Replaced PodSecurityPolicy (deprecated in 1.21, removed in 1.25).

LevelWhat It AllowsUse Case
PrivilegedEverythingSystem-level workloads (CNI, storage drivers)
BaselineBlocks known privilege escalationsGeneral workloads with minor restrictions
RestrictedBlocks all privilege escalation, enforces non-rootProduction workloads, security-sensitive
# Apply restricted policy to a namespace
apiVersion: v1
kind: Namespace
metadata:
  name: production
  labels:
    pod-security.kubernetes.io/enforce: restricted
    pod-security.kubernetes.io/warn: restricted
    pod-security.kubernetes.io/audit: restricted

Secrets Management

MethodSecurity LevelUse Case
K8s Secrets (base64)Low — not encrypted at rest by defaultNon-sensitive config
K8s Secrets + encryption at restMediumModerate sensitivity
External Secrets OperatorHigh — fetches from Vault/AWS SM/GCP SMProduction secrets
Sealed SecretsHigh — encrypted in Git, decrypted in clusterGitOps workflows
CSI Secret StoreHigh — mounts secrets as files from external providerDirect integration

Why this matters: K8s Secrets are base64-encoded, NOT encrypted. Anyone with kubectl get secret access can read them. For real security, enable encryption at rest (EncryptionConfiguration) AND use an external secrets manager.

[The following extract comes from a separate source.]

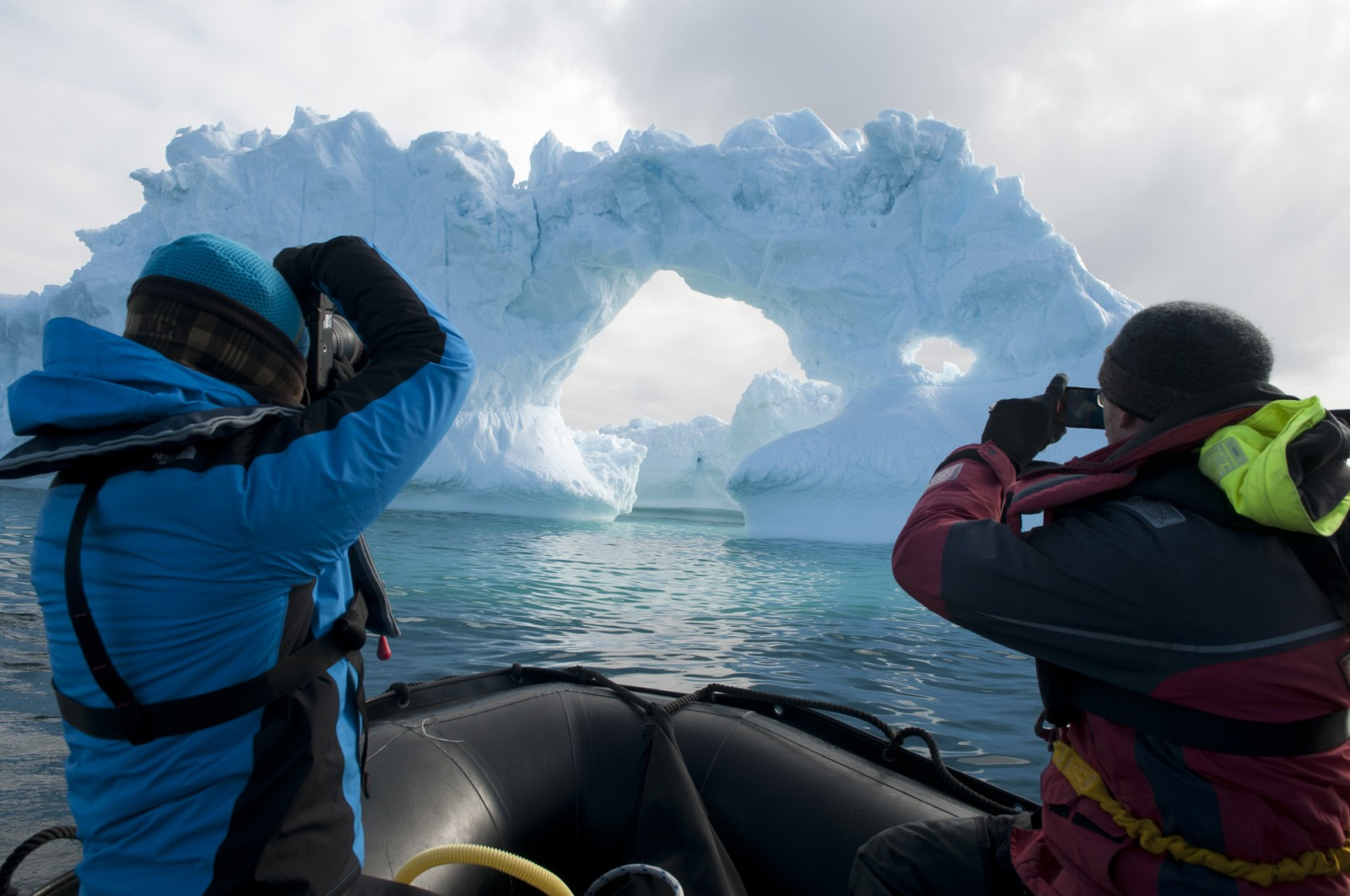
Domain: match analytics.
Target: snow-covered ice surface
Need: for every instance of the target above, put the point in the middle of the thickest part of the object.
(861, 246)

The Security Checklist (Interview Ready)

Image Build Time

  • Use minimal base images (distroless, Alpine, scratch)
  • Run as non-root USER in Dockerfile
  • No secrets in image layers (use BuildKit --mount=type=secret)
  • Pin base image versions (no :latest)
  • Scan for CVEs in CI pipeline (Trivy/Scout)
  • Generate and store SBOM
  • Sign images (Cosign/Notary)

Runtime

  • Drop all capabilities, add back only needed
  • Enable seccomp (default or custom profile)
  • Read-only root filesystem (--read-only)
  • No privileged mode (--privileged=false)
  • Resource limits (memory, CPU, PIDs)
  • No host namespace sharing unless required

Kubernetes

  • Pod Security Standards: restricted for prod namespaces
  • RBAC: per-workload ServiceAccounts, least privilege
  • Network Policies: default deny, explicit allow
  • Secrets: external secrets manager, encryption at rest
  • Admission control: block unsigned/vulnerable images
  • Audit logging enabled

Key Takeaways for Interviews

  1. “How do you secure a container?” → Non-root user, drop all capabilities + add back needed, seccomp default profile, read-only rootfs, resource limits, scan images.
  2. “Explain RBAC” → Users/ServiceAccounts → RoleBindings → Roles → Resources+Verbs. Namespace-scoped or cluster-wide. Least privilege always.
  3. “How do you handle secrets?” → Never in image layers. K8s Secrets + encryption at rest minimum. External secrets manager (Vault, AWS SM) for production.
  4. “What’s the difference between capabilities and seccomp?” → Capabilities = which permission categories (coarse). Seccomp = which system calls (fine-grained). Use both.
  5. “How do you prevent container escape?” → Non-root + user namespaces + no privileged mode + drop SYS_ADMIN + seccomp + AppArmor/SELinux + patched kernel.